The child returned home but several weeks later returned to intensive care where their health ‘deteriorated significantly’. Doctors could not carry out a heart transplant because of their weight, lack of fitness and deteriorating condition. Child F1 died in April that year. A criminal investigation was started but no further action was taken. Professionals described feeling ‘paralysis’ about classing obesity as a signal of neglect or abuse but now they are being urged to have difficult conversations with parents following the teenager’s death. By the age of three F1 weighed 66lbs – more than double the average of children the same age and was in the 99.6th BMI percentile, which is at the top end of the range. Doctors, the school nurse, a nutritionist and a weight management service all raised concerns but they were found often not to be proactive in liaising with other authorities. Many were unsure if their concerns would be taken seriously, a serious case review found.

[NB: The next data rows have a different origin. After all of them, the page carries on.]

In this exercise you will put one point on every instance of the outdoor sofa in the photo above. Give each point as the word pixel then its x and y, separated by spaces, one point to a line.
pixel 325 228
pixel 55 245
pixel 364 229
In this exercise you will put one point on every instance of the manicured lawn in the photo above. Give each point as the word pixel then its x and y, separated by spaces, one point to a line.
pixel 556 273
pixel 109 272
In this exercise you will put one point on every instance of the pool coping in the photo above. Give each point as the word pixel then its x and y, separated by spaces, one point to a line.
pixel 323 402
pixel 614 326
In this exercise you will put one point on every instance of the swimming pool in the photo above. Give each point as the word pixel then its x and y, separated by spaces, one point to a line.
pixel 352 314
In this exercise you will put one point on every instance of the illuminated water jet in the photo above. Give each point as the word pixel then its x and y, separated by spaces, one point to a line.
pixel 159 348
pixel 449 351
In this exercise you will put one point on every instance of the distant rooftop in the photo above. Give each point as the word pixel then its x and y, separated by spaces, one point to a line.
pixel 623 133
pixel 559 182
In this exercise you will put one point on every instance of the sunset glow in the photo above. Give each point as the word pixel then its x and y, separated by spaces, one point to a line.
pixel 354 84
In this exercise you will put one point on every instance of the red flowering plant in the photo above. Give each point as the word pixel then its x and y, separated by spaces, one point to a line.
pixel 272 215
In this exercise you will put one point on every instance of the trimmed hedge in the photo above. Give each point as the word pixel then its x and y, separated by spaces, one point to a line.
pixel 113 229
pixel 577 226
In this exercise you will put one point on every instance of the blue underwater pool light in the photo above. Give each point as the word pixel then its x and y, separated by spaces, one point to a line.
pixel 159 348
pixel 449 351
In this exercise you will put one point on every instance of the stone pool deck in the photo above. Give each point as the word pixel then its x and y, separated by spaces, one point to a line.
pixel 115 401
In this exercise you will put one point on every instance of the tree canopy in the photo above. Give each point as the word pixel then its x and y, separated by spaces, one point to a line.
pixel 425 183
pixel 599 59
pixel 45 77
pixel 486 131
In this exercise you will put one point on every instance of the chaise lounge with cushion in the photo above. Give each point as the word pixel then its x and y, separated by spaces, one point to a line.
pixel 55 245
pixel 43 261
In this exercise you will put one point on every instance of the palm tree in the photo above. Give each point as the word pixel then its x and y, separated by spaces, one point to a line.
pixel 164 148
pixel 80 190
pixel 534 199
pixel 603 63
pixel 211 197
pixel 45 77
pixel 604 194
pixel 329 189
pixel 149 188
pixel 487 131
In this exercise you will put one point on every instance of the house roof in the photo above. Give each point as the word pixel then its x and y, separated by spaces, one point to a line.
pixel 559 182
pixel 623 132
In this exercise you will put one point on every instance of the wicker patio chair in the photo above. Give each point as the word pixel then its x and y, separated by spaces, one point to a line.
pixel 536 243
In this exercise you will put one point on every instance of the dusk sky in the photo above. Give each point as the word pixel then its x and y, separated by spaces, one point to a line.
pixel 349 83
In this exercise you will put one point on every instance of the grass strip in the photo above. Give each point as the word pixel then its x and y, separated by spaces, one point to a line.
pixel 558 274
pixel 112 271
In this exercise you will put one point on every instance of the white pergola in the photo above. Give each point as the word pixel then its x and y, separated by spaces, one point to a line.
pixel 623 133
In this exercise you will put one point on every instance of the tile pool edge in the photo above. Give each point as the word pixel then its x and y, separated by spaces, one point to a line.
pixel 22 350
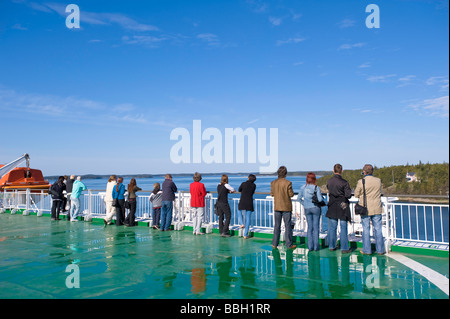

The report said: ‘Professionals worked in isolation from each other, information was not always shared, meetings were not held and no holistic assessment undertaken. ‘The complexity of the situation was not recognised and the longer the lack of serious action continued, the harder it was for professionals to consider or name this as a case of childhood neglect.’ Manchester safeguarding board chair Julia Stephens-Row said: ‘It’s an area where everybody has to have those difficult conversations. ‘It’s not an easy conversation to be talking to parents about their child’s weight and also potentially their own weight. It’s that family environment.’